Cień Niemiec
Zdaniem Tomasza Dudka, dyrektora zarządzającego Otto Work Force, tegoroczne opóźnienie sezonowych rekrutacji (zwłaszcza w produkcji) wynika głównie ze spowolnienia na niemieckim rynku motoryzacyjnym, który jest odbiorcą podzespołów z polskich firm. – Jest także związane z brexitem, bo część polskich firm dostarcza swoje produkty na Wyspy – dodaje Dudek.
Anna Wicha, prezes Polskiego Forum HR i dyrektor generalna agencji zatrudnienia Adecco Poland, ocenia, że opóźnienie w sezonowych rekrutacjach ma również związek z sytuacją na polskim rynku pracy: w wielu firmach produkcyjnych przedłużył się czwarty kwartał. Do niedawna realizowały jeszcze ubiegłoroczne zamówienia m.in. z powodu rotacji i braku pracowników. – W niektórych firmach rotacja wynosi aż 40 proc. To powoduje przerwy produkcyjne, konieczność poszukiwania kolejnych pracowników i wreszcie potęguje biurokrację związaną z odejściem i zatrudnianiem nowych ludzi – twierdzi szefowa Adecco Poland. Dodaje, że intensywne rekrutacje do prac sezonowych ruszyły tam dwa tygodnie temu. Najwięcej zleceń napływa z firm e-commerce, z branży logistyczno-magazynowej i budowlanej. Kolejnego dużego zapotrzebowania na pracę sezonową Adecco spodziewa się w maju.
Jednak już teraz, w ostatnich dniach kwietnia, przed długim weekendem majowym, który w Polsce otwiera sezon turystyczny, powinien zacząć się wysyp ofert pracy w hotelach i restauracjach (czyli w tzw. horeca). – To bardzo ważny okres dla Pomorza, Warmii i Mazur, gdzie poza sezonem jest dużo trudniej o zatrudnienie na dobrych warunkach – zaznacza Piotr Modliński z ASM Sales Force Agency. Jak dodaje, w połowie maja, gdy na rynku pojawiają się zwykle krajowe truskawki, otwiera się sezon dla pracowników w ogrodnictwie i sadownictwie.

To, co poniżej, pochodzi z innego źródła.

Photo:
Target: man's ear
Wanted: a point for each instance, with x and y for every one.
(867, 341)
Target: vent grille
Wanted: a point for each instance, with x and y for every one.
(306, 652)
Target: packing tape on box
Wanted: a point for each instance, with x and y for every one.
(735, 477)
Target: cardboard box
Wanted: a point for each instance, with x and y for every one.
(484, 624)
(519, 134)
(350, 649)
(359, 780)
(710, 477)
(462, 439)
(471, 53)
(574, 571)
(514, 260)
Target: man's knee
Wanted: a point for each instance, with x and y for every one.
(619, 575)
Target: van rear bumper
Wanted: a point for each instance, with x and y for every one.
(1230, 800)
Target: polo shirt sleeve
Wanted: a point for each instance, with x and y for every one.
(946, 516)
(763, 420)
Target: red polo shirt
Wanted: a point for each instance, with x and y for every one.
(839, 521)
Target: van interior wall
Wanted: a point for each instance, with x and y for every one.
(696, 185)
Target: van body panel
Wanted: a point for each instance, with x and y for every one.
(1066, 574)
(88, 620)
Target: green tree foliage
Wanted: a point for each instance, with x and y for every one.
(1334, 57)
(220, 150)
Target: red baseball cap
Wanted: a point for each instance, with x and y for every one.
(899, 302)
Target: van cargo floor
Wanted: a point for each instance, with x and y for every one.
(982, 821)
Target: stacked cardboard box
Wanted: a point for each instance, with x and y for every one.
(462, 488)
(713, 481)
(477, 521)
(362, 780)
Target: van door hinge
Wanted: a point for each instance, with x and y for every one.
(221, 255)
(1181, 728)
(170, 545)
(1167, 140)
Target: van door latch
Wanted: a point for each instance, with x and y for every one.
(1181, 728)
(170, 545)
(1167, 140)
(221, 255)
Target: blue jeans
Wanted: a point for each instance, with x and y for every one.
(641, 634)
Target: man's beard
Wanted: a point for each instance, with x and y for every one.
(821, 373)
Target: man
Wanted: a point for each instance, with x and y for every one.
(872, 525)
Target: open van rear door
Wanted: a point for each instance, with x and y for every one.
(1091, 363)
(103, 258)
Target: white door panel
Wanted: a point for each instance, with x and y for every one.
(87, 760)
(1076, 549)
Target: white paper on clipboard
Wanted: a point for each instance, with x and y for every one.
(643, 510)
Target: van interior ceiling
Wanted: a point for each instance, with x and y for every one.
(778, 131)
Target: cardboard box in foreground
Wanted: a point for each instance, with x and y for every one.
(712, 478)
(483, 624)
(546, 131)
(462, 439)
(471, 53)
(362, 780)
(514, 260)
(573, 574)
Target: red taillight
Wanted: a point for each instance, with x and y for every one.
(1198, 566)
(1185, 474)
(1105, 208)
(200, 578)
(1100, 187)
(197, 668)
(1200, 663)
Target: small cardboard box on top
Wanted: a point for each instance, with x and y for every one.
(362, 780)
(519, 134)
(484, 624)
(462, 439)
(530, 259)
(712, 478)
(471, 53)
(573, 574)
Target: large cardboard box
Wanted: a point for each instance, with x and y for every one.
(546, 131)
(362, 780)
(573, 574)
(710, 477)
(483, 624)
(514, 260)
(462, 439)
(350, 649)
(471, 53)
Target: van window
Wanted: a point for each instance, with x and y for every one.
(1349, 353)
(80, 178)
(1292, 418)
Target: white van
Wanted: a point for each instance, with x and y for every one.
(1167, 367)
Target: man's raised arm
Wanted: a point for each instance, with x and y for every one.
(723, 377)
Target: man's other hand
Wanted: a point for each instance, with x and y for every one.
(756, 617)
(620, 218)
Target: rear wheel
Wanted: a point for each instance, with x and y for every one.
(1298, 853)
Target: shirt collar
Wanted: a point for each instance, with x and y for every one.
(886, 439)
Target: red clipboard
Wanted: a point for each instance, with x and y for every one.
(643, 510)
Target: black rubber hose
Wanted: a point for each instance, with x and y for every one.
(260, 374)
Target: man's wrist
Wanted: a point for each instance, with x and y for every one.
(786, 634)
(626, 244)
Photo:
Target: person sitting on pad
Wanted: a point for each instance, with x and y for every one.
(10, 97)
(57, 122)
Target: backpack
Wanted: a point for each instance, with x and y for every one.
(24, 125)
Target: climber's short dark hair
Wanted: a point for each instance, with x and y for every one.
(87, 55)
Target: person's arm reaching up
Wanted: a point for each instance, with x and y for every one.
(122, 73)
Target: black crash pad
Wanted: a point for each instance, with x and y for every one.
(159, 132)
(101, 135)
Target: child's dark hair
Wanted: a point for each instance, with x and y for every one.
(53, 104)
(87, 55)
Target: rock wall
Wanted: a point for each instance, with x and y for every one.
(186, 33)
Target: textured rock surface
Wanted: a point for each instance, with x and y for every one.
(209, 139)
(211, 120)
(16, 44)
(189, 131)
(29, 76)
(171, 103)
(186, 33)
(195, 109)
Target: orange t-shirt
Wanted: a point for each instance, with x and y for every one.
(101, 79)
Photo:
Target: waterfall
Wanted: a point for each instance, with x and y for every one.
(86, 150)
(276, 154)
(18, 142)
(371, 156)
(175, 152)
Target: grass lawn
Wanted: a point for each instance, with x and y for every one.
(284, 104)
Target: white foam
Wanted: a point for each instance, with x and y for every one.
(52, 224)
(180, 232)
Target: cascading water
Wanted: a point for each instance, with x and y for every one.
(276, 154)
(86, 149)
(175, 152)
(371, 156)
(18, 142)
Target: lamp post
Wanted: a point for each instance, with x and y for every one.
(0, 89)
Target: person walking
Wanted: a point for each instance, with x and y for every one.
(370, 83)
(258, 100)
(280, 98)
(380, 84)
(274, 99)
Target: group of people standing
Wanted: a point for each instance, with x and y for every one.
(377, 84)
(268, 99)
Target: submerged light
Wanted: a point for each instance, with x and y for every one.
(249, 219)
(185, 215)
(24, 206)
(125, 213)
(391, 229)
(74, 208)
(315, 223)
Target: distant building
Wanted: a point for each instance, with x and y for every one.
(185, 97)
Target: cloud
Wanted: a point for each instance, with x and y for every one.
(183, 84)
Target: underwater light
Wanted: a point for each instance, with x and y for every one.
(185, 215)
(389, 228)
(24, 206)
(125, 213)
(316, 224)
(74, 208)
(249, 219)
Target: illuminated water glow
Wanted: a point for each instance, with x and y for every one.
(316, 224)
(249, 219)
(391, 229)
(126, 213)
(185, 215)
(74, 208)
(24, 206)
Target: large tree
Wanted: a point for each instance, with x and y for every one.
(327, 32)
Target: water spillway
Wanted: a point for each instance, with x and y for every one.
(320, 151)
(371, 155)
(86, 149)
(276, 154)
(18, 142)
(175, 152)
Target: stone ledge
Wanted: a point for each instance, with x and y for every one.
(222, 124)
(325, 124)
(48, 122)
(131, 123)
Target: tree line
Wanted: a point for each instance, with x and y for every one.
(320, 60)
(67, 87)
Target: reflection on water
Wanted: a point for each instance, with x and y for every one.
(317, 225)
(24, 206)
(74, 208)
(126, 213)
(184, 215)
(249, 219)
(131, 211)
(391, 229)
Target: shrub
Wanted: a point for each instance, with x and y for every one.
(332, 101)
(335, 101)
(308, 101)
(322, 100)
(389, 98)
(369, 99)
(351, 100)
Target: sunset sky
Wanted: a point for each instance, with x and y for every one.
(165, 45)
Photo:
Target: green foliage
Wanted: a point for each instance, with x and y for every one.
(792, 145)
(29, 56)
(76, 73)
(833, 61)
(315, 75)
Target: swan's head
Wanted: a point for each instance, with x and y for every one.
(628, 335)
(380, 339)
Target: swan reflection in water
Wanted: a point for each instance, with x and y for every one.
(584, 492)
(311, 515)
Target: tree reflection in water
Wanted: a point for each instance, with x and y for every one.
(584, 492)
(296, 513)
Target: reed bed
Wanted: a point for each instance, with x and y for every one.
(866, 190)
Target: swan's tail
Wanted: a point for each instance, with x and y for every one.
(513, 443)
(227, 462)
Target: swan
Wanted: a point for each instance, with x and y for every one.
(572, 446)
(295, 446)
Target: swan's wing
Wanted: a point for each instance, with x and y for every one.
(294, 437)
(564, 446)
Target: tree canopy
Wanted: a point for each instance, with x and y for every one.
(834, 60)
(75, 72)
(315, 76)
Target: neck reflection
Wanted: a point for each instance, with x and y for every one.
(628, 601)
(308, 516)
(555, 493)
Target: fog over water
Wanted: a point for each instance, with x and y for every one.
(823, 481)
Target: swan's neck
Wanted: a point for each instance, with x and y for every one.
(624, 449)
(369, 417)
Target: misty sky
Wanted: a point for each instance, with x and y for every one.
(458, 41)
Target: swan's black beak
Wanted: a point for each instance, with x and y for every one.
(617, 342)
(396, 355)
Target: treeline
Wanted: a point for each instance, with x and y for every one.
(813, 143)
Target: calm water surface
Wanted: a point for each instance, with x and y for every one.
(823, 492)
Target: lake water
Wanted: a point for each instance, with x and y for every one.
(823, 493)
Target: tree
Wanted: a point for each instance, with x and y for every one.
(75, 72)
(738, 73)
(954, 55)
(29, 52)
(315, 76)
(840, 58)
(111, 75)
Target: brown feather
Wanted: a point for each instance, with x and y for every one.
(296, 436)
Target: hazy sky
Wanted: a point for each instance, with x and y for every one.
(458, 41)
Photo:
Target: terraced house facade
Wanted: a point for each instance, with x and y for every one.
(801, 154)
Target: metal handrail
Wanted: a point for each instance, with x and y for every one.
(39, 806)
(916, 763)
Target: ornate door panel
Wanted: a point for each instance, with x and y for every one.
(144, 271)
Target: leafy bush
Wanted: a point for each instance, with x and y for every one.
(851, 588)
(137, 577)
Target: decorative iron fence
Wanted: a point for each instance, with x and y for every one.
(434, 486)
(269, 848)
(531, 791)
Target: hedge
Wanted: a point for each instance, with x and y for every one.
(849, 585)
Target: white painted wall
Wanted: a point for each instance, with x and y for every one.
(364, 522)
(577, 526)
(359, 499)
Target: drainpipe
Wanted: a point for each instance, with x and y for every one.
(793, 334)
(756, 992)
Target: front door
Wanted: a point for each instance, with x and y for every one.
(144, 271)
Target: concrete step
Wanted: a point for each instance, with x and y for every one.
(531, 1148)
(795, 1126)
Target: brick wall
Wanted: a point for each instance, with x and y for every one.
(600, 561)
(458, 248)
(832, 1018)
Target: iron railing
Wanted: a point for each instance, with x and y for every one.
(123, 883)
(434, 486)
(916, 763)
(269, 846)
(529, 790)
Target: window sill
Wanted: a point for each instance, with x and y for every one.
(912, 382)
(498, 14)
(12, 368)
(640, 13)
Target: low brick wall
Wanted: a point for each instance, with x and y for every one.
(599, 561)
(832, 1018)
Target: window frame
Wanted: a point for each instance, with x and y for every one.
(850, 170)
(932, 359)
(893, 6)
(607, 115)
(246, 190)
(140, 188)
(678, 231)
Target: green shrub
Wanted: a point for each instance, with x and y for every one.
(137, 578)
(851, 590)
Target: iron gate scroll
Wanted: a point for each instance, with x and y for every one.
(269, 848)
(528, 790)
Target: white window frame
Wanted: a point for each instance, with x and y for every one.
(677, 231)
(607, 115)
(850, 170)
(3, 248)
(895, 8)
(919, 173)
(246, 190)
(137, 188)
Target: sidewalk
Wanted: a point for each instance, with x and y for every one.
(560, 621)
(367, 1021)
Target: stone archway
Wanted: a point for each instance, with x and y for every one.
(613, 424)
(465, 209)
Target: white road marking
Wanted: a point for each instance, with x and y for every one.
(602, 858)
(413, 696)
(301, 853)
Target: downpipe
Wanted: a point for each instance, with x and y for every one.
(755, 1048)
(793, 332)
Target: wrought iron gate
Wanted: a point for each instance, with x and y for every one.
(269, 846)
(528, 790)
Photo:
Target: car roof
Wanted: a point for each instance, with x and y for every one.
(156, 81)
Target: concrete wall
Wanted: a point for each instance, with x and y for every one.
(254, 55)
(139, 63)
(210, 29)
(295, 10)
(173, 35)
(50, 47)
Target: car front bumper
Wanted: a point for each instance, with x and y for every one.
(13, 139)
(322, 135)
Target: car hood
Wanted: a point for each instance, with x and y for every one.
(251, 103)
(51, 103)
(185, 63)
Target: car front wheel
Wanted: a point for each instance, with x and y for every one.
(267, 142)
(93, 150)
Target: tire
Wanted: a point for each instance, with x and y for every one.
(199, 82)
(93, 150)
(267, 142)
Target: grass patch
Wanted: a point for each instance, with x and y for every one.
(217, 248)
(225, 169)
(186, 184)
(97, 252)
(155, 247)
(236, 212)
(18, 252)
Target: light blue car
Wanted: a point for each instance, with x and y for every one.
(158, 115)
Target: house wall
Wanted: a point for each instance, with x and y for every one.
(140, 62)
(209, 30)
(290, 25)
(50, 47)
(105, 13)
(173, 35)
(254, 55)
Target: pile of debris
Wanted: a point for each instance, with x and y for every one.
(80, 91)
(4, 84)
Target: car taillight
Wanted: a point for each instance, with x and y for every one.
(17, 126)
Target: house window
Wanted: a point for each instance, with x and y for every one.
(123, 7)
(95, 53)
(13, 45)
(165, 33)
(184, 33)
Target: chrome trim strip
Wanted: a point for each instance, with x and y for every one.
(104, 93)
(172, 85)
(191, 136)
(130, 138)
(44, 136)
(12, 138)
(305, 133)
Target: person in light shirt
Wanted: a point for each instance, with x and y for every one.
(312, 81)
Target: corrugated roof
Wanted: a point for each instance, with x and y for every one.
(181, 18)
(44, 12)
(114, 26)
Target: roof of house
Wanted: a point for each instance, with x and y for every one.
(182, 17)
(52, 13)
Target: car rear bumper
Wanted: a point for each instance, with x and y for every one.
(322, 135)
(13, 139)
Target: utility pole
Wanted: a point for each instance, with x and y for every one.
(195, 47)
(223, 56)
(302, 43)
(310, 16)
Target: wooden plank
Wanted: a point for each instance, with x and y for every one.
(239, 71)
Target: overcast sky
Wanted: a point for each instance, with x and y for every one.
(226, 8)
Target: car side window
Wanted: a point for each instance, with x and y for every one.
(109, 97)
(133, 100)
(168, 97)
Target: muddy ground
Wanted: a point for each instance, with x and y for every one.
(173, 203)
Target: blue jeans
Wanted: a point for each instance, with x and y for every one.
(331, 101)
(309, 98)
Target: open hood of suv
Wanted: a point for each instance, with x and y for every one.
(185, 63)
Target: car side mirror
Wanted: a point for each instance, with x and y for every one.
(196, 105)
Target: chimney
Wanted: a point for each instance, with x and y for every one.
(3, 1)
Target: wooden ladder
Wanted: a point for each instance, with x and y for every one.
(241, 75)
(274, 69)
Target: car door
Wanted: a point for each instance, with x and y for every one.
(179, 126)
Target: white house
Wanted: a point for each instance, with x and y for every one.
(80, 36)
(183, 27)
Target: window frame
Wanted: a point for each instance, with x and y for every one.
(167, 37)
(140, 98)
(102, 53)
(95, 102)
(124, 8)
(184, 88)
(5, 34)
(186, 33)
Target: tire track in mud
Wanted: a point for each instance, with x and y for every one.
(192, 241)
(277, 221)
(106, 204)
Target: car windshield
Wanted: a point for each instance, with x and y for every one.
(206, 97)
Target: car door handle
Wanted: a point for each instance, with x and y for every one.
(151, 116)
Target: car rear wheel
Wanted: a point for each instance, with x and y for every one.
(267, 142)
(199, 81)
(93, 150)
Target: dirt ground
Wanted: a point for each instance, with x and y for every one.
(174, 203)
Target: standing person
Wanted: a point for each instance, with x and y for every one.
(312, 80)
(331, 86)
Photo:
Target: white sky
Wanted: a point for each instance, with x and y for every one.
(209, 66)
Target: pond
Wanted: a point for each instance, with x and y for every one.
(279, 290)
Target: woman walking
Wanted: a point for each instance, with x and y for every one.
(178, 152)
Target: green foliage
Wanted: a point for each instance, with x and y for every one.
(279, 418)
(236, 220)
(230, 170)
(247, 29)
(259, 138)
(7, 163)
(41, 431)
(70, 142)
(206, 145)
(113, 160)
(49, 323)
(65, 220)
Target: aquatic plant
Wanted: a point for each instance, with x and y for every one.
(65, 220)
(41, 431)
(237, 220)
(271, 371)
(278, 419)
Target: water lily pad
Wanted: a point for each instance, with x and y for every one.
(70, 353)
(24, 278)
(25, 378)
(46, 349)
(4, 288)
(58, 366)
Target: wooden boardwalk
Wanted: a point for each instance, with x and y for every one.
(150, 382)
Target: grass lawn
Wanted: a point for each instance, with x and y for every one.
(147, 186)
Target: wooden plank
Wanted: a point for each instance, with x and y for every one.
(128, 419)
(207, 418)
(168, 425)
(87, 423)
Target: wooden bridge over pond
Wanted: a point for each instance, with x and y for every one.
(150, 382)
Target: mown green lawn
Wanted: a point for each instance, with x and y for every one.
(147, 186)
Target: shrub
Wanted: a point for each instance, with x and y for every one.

– Lato to gorący okres dla pracodawców z branży gastronomicznej, hotelarskiej, kurierskiej (zwłaszcza dla kurierów rowerowych i na skuterach) i handlu detalicznego. W okresie od maja do sierpnia, liczba ogłoszeń sezonowych z tych branż będzie stanowiła ok. 40 proc. wszystkich ofert pracy w segmencie blue collar – twierdzi Katarzyna Godlewska, szefowa Kiwi Jobs (jej aplikacja rekrutacyjna specjalizuje się w pracach fizycznych, z ang. blue collar).
Nawet 20 proc. więcej
Jak wynika z danych agencji zatrudnienia, pracownicy sezonowi mogą w tym roku liczyć średnio na 7–10-proc. wzrost stawek w porównaniu z ubiegłym rokiem. Przejawem konkurencji o pracowników jest też większa otwartość pracodawców, którzy – jak podkreśla Katarzyna Godlewska – w tym roku dużo chętniej publikują stawki wynagrodzenia w ogłoszeniach.